Jake Gyllenhaal’s limited series Presumed Innocent is dropping on AppleTV+ on June 12 instead of June 14 as originally planned. The star, whose Road House reboot has brought mixed reviews on Amazon Prime, is embracing the small screen for the first time since his appearance on Homicide: Life on the Street in 1994.

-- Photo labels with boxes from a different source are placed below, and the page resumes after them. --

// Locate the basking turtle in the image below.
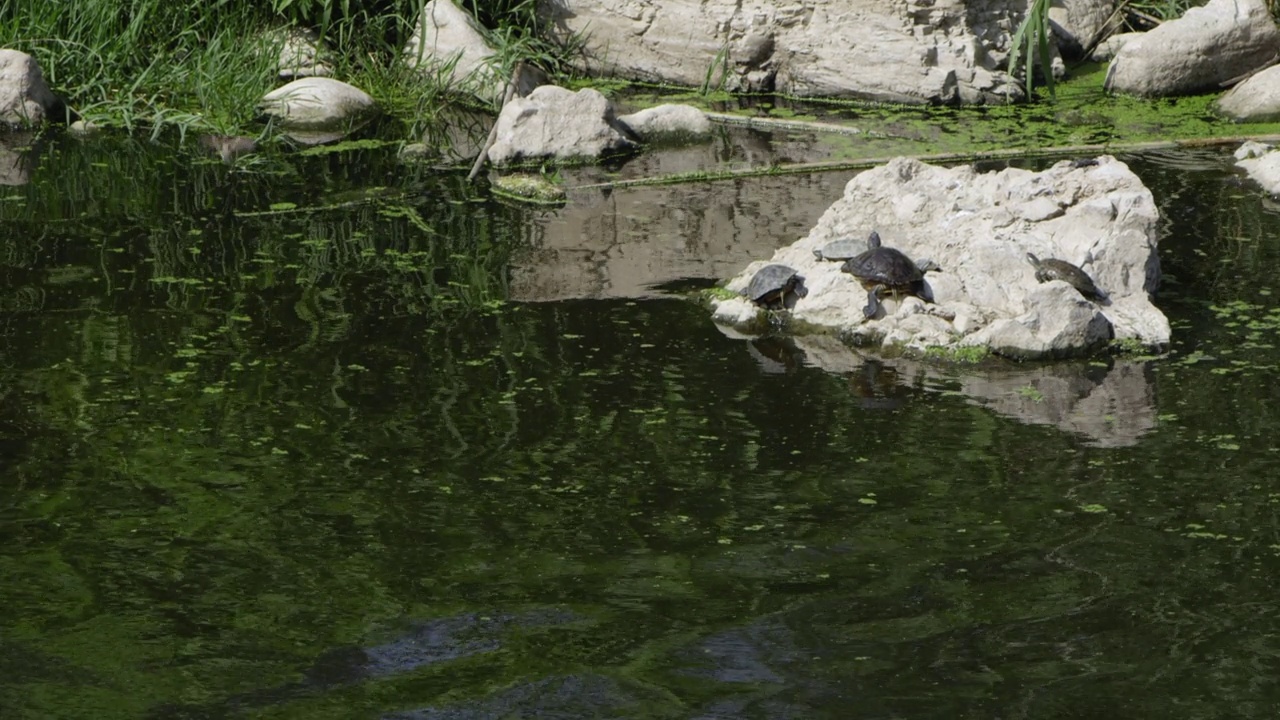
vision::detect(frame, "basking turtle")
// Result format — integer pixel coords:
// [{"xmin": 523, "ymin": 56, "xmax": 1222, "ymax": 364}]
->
[
  {"xmin": 744, "ymin": 264, "xmax": 804, "ymax": 310},
  {"xmin": 1027, "ymin": 252, "xmax": 1103, "ymax": 300},
  {"xmin": 840, "ymin": 232, "xmax": 937, "ymax": 318},
  {"xmin": 813, "ymin": 236, "xmax": 878, "ymax": 263}
]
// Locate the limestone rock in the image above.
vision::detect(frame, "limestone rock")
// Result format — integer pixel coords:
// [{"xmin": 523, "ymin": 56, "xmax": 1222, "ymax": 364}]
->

Jake Gyllenhaal’s in ‘Presumed Innocent’

Presumed Innocent is being produced by David E. Kelley, J.J. Abrams’ Bad Robot, and Warner Bros. It is an adaptation of Scott Turow’s 1990 film in which Harrison Ford plays a lawyer doing double duty as an investigator looking for the murderer of his colleague.

These types of sexy thrillers were popular in the ’90s and usually contained twist endings. Here’s the trailer for the original:

According to Deadline, Presumed Innocent doesn’t stray far from the source material: “…the Presumed Innocent series will explore obsession, sex, politics and the power and limits of love as the accused fights to hold his family and marriage together.”

Up next for Gyllenhaal is the Guy Ritchie action movie titled In the Grey scheduled for release in January 2025.

Presumed Innocent is an eight-episode limited series set to stream on AppleTV+ starting June 12.